Размашисто, обязательным зеленым — в подражание кумиру Столыпину — карандашом Трусевича: «Докладывать мне срочно о ходе дела!»
Боже упаси промедлить, всё бы докладывал безмерно старательный Житомирский, если бы только ему, всюду вхожему, не была так недоступна психология подлинных революционеров. Примчавшись по каким-то своим хлопотам в Париж, он вновь сталкивается у земляков-бакинцев с доктором Гавриилом Сегалом. Тем, кому в кафе на Фридрихштрассе так трогательно жаловался на «неосторожного и крайне беспечного» Камо. Сейчас, подлаживаясь под общее настроение кавказцев, Житомирский предельно скорбит.
На расспросы Сегала отвечает с готовностью. Да, у Камо нашли чемодан с оружием, динамит и взрывчатую машину. На его квартиру набрели чисто случайно. Ужасная нелепость, кто-то из товарищей потерял адрес на сходке во время разгона ее полицией… Если Камо выдадут России, его повесят!.. Сам Камо молчит. Редакция «Форвертс»[32]
предоставила ему адвоката. Камо с этим адвокатом, весьма приличным человеком, общаться не захотел. Хорошо, что он, Житомирский, вспомнил: Камо как-то приходил к нему домой на небольшую дружескую пирушку. Хозяйка тогда надевала свое колечко, оно одно-единственное. Камо заметил, похвалил работу ювелира. Теперь по настоянию Житомирского адвокат взял колечко с собой, невзначай показал Камо. Контакт установился полный. Увы, мало что дает. Выход один — это организовать побег и для этого надо договориться с товарищами в России.Тут же предложение: «Я слышал, вы через несколько дней двигаетесь в обратный путь, спешите в родные бакинские палестины… Так-так. Зайдите в Вене на почтамт, я вам экспрессом пошлю весточку, если узнаю что нового… Не благодарите, я понимаю, как вы переживаете…»
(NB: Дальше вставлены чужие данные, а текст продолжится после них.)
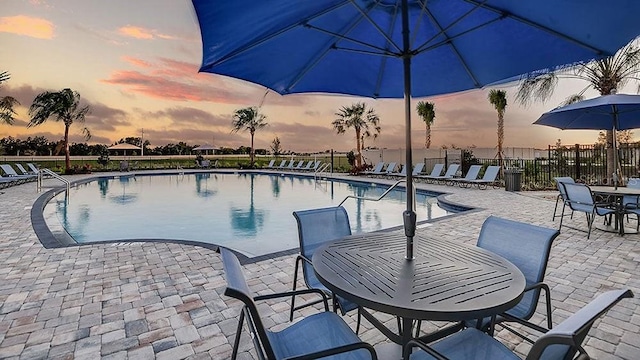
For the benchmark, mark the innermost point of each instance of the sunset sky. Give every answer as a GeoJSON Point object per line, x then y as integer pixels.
{"type": "Point", "coordinates": [136, 64]}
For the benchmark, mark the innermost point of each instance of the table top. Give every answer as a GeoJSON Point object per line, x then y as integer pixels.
{"type": "Point", "coordinates": [610, 190]}
{"type": "Point", "coordinates": [446, 281]}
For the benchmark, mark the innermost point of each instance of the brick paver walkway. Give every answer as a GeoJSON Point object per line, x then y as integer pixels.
{"type": "Point", "coordinates": [165, 301]}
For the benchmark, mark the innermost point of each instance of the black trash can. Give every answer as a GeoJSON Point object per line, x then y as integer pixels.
{"type": "Point", "coordinates": [512, 179]}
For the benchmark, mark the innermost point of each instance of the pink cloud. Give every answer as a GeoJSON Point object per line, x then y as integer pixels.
{"type": "Point", "coordinates": [28, 26]}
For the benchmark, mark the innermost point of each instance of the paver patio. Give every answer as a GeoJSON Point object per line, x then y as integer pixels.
{"type": "Point", "coordinates": [165, 300]}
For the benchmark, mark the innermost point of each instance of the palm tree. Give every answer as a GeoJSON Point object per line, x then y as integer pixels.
{"type": "Point", "coordinates": [7, 103]}
{"type": "Point", "coordinates": [63, 105]}
{"type": "Point", "coordinates": [498, 98]}
{"type": "Point", "coordinates": [605, 75]}
{"type": "Point", "coordinates": [364, 121]}
{"type": "Point", "coordinates": [427, 111]}
{"type": "Point", "coordinates": [249, 119]}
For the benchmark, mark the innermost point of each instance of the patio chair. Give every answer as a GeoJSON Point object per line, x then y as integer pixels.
{"type": "Point", "coordinates": [316, 336]}
{"type": "Point", "coordinates": [436, 171]}
{"type": "Point", "coordinates": [561, 193]}
{"type": "Point", "coordinates": [579, 198]}
{"type": "Point", "coordinates": [377, 170]}
{"type": "Point", "coordinates": [489, 178]}
{"type": "Point", "coordinates": [563, 342]}
{"type": "Point", "coordinates": [449, 174]}
{"type": "Point", "coordinates": [316, 227]}
{"type": "Point", "coordinates": [527, 246]}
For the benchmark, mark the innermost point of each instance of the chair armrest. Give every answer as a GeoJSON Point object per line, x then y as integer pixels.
{"type": "Point", "coordinates": [426, 348]}
{"type": "Point", "coordinates": [337, 350]}
{"type": "Point", "coordinates": [295, 293]}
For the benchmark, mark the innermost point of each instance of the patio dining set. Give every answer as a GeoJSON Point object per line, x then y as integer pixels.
{"type": "Point", "coordinates": [470, 289]}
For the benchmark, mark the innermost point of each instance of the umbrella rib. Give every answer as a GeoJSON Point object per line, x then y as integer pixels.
{"type": "Point", "coordinates": [504, 13]}
{"type": "Point", "coordinates": [270, 36]}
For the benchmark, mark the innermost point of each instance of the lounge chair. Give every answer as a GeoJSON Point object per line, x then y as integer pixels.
{"type": "Point", "coordinates": [316, 227]}
{"type": "Point", "coordinates": [10, 172]}
{"type": "Point", "coordinates": [579, 198]}
{"type": "Point", "coordinates": [561, 194]}
{"type": "Point", "coordinates": [377, 170]}
{"type": "Point", "coordinates": [451, 172]}
{"type": "Point", "coordinates": [472, 174]}
{"type": "Point", "coordinates": [563, 342]}
{"type": "Point", "coordinates": [526, 246]}
{"type": "Point", "coordinates": [317, 336]}
{"type": "Point", "coordinates": [270, 164]}
{"type": "Point", "coordinates": [489, 178]}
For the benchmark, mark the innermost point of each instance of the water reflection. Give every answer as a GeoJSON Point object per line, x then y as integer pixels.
{"type": "Point", "coordinates": [248, 222]}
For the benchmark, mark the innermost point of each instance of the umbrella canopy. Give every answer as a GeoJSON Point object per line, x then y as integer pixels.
{"type": "Point", "coordinates": [404, 48]}
{"type": "Point", "coordinates": [607, 112]}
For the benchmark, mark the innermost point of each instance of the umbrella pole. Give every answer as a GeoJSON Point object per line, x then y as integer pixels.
{"type": "Point", "coordinates": [409, 216]}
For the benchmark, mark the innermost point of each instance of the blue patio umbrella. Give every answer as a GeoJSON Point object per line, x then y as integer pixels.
{"type": "Point", "coordinates": [606, 112]}
{"type": "Point", "coordinates": [404, 48]}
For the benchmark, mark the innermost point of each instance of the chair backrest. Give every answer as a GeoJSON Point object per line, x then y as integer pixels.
{"type": "Point", "coordinates": [22, 169]}
{"type": "Point", "coordinates": [316, 227]}
{"type": "Point", "coordinates": [418, 169]}
{"type": "Point", "coordinates": [491, 173]}
{"type": "Point", "coordinates": [560, 180]}
{"type": "Point", "coordinates": [577, 194]}
{"type": "Point", "coordinates": [237, 288]}
{"type": "Point", "coordinates": [8, 170]}
{"type": "Point", "coordinates": [391, 167]}
{"type": "Point", "coordinates": [564, 341]}
{"type": "Point", "coordinates": [527, 246]}
{"type": "Point", "coordinates": [451, 170]}
{"type": "Point", "coordinates": [473, 172]}
{"type": "Point", "coordinates": [437, 170]}
{"type": "Point", "coordinates": [378, 167]}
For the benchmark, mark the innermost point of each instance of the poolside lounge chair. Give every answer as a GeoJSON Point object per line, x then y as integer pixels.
{"type": "Point", "coordinates": [377, 170]}
{"type": "Point", "coordinates": [579, 198]}
{"type": "Point", "coordinates": [563, 342]}
{"type": "Point", "coordinates": [316, 227]}
{"type": "Point", "coordinates": [561, 194]}
{"type": "Point", "coordinates": [489, 178]}
{"type": "Point", "coordinates": [526, 246]}
{"type": "Point", "coordinates": [316, 336]}
{"type": "Point", "coordinates": [10, 172]}
{"type": "Point", "coordinates": [451, 171]}
{"type": "Point", "coordinates": [472, 174]}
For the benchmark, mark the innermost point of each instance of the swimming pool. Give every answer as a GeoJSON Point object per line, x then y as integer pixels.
{"type": "Point", "coordinates": [247, 212]}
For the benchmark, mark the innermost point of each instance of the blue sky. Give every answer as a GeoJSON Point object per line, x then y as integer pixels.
{"type": "Point", "coordinates": [136, 64]}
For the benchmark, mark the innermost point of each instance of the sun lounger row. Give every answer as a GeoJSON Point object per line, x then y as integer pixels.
{"type": "Point", "coordinates": [10, 177]}
{"type": "Point", "coordinates": [293, 165]}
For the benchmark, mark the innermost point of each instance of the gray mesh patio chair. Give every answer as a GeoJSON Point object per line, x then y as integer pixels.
{"type": "Point", "coordinates": [562, 343]}
{"type": "Point", "coordinates": [579, 198]}
{"type": "Point", "coordinates": [561, 193]}
{"type": "Point", "coordinates": [320, 335]}
{"type": "Point", "coordinates": [527, 246]}
{"type": "Point", "coordinates": [315, 228]}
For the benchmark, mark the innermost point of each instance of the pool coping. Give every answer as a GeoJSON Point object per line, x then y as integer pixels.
{"type": "Point", "coordinates": [59, 238]}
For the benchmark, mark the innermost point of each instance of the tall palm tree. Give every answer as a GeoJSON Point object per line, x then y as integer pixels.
{"type": "Point", "coordinates": [7, 103]}
{"type": "Point", "coordinates": [249, 119]}
{"type": "Point", "coordinates": [63, 105]}
{"type": "Point", "coordinates": [364, 121]}
{"type": "Point", "coordinates": [605, 75]}
{"type": "Point", "coordinates": [427, 111]}
{"type": "Point", "coordinates": [498, 98]}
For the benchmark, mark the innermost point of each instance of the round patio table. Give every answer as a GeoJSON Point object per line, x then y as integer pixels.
{"type": "Point", "coordinates": [446, 281]}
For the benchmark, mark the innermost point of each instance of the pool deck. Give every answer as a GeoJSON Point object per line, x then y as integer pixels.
{"type": "Point", "coordinates": [165, 300]}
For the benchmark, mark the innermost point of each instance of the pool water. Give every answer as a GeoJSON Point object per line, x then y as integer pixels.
{"type": "Point", "coordinates": [247, 212]}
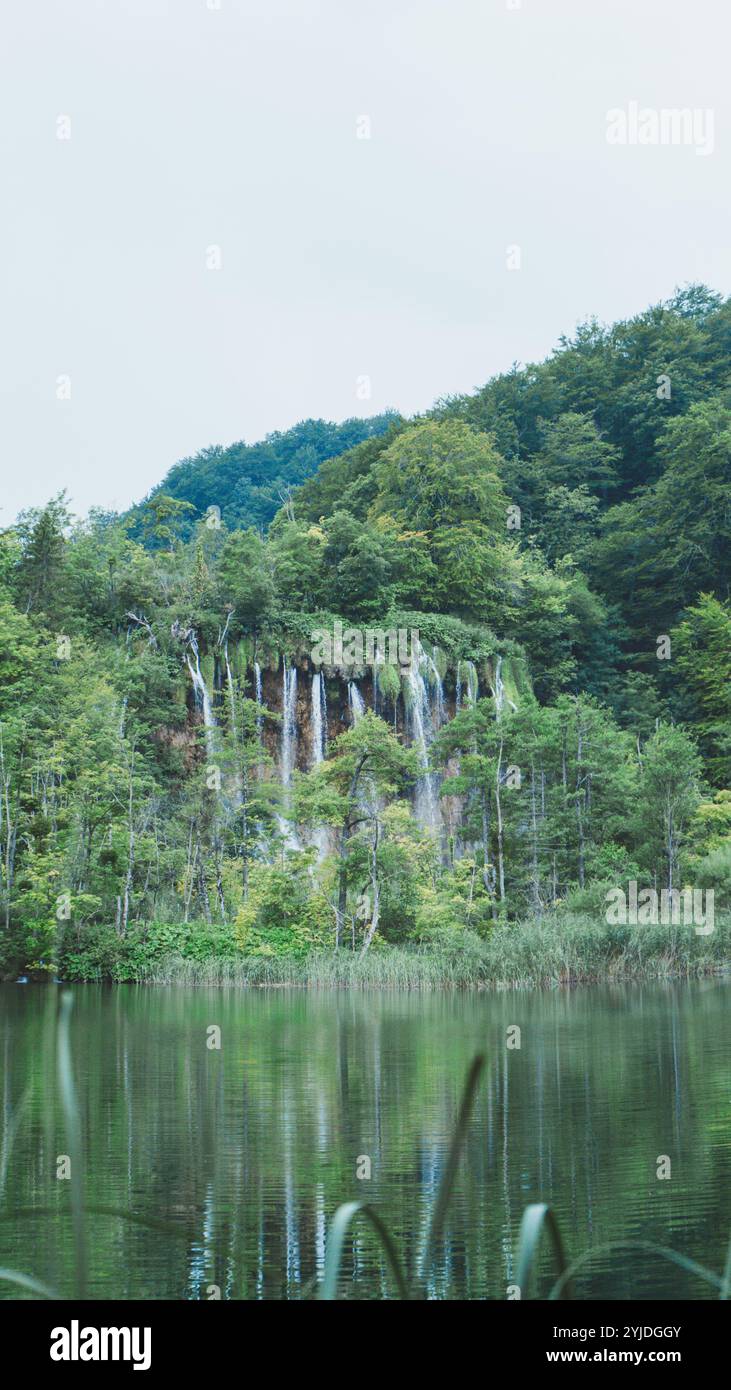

В Вене Сегала действительно ждет почтовая открытка, предусмотрительно вложенная в плотный конверт. Всего несколько слов. Из тех, что запоминаются на всю жизнь: «Камо Вас оговорил. Возвращаться в Баку Вам нельзя!»[33]
Особых колебаний нет. Сегал сразу меняет маршрут. Он спешит отыскать Красина. Хотя и не коренного, а все-таки своего бакинца, предельно уважаемого. У Леонида Борисовича один вопрос:
— Вы вернетесь в Баку?
— Разумеется.
— Я так и думал… Не забудьте порвать открытку!..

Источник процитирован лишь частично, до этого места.